Slechtst smakende dieren
Muskusrat
AZ: Ik heb muskusrat een dozijn keer geprobeerd, van Michigan tot Maryland tot verschillende soorten in Azië en Zuid-Amerika. Het is niet te eten, vooral vanwege wat het eet. Muskusrat is een van die dieren die gevild moet worden en waarvan het vet verwijderd moet worden. Net als bij wasbeer, zitten er soms knobbels in die het vlees bitter maken. Het is erg donker vlees en smaakt naar licht bedorven rundvlees. Ook de textuur is voor mij niet te verbeteren.
Zebu
AZ: Zebu is een rundersoort die we in Madagaskar hadden. Zelfs als het vers is, smaakt het vlees bedorven. De smaak van huid doordringt dat beest, vooral als het gekookt is. Ik eet het liever rauw.
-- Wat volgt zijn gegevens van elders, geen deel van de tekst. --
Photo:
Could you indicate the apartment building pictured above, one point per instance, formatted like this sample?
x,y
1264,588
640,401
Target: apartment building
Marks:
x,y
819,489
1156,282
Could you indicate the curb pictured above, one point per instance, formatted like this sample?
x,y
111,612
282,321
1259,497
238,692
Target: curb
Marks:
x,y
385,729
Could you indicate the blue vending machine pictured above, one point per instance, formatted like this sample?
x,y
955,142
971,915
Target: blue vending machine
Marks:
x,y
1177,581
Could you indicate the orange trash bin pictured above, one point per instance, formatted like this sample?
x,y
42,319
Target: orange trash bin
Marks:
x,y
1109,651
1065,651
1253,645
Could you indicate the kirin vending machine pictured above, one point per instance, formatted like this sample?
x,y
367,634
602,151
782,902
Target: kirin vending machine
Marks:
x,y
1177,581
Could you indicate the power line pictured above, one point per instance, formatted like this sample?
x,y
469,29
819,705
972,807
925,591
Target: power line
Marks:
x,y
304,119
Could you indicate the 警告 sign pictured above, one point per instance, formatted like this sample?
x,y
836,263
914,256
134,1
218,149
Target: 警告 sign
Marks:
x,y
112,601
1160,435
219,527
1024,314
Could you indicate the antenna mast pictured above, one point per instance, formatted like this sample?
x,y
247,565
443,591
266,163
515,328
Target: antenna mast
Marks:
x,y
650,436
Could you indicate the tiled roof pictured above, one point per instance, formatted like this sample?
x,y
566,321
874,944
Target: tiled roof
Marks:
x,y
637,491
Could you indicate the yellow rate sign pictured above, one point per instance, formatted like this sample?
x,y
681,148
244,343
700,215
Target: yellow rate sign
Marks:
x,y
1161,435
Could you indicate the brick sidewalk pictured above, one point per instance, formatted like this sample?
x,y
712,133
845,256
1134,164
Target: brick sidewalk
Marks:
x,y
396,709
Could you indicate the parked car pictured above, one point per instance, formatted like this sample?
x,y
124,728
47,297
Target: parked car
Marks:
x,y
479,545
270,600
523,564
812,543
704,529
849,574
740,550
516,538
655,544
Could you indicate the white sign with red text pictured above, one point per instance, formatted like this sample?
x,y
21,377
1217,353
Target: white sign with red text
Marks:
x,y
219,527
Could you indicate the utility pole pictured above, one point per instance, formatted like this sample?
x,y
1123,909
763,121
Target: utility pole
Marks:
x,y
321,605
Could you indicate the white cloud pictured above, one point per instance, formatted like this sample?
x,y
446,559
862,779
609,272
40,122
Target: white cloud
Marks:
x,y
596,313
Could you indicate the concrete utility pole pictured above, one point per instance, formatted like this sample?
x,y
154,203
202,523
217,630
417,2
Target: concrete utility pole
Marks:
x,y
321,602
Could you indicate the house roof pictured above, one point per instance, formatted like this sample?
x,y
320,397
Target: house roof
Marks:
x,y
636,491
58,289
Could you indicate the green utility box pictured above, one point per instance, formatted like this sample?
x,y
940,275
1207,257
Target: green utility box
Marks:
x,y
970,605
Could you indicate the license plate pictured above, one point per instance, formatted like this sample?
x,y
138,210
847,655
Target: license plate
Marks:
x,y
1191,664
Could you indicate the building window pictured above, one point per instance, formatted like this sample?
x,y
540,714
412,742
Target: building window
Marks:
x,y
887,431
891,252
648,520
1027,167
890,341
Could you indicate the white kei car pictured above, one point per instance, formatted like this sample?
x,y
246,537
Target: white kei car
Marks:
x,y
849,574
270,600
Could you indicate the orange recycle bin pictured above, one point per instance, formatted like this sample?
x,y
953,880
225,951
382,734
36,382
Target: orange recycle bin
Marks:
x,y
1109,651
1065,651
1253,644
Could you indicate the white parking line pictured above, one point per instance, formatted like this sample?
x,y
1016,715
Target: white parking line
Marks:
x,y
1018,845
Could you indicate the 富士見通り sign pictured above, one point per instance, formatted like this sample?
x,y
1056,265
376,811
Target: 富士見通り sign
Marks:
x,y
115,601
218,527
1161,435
Het is compleet smerig.
Zeemeeuw
AZ: Op de Faeröer-eilanden aten we veel zeemeeuwen. Het is een van die etenswaren die je net zo goed kunt laten staan. Het smaakte naar slecht wildvlees besprenkeld met bedorven vissap. De enige manier waarop ik ervan genoot was als het gezouten, gerookt, gekookt en daarna krokant was. Maar als je dat met je schoen zou doen, zou je schoen ook smakelijk zijn.
Reuzenwaterwants
AZ: Ik kom zelden een insect tegen dat ik niet lekker vind – behalve de reuzenwaterwantsen uit Azië. Omdat ze zo snel bederven, worden ze gepekeld in een zoute vloeistof om ze te conserveren voordat ze worden gedroogd. Als je erin bijt, komt er een verrotte, etterige, pusachtige vloeistof vrij die het onaangenaam maakt.
Piure zee-inktvis
AZ: Voor de goede orde, ik heb zeeduivels gegeten van de Middellandse Zee tot Korea en Japan en ze zijn heerlijk. Maar voor de kust van Chili, is er een soort zee pijlinktvis genaamd de piure. Het is uniek onder alle zee pijlinktvissen. Als je het opensnijdt en rauw eet, smaakt het als een zak jodium pus gedompeld in de kont van een vis: Zijn er nog vleessoorten die je dolgraag wilt proberen?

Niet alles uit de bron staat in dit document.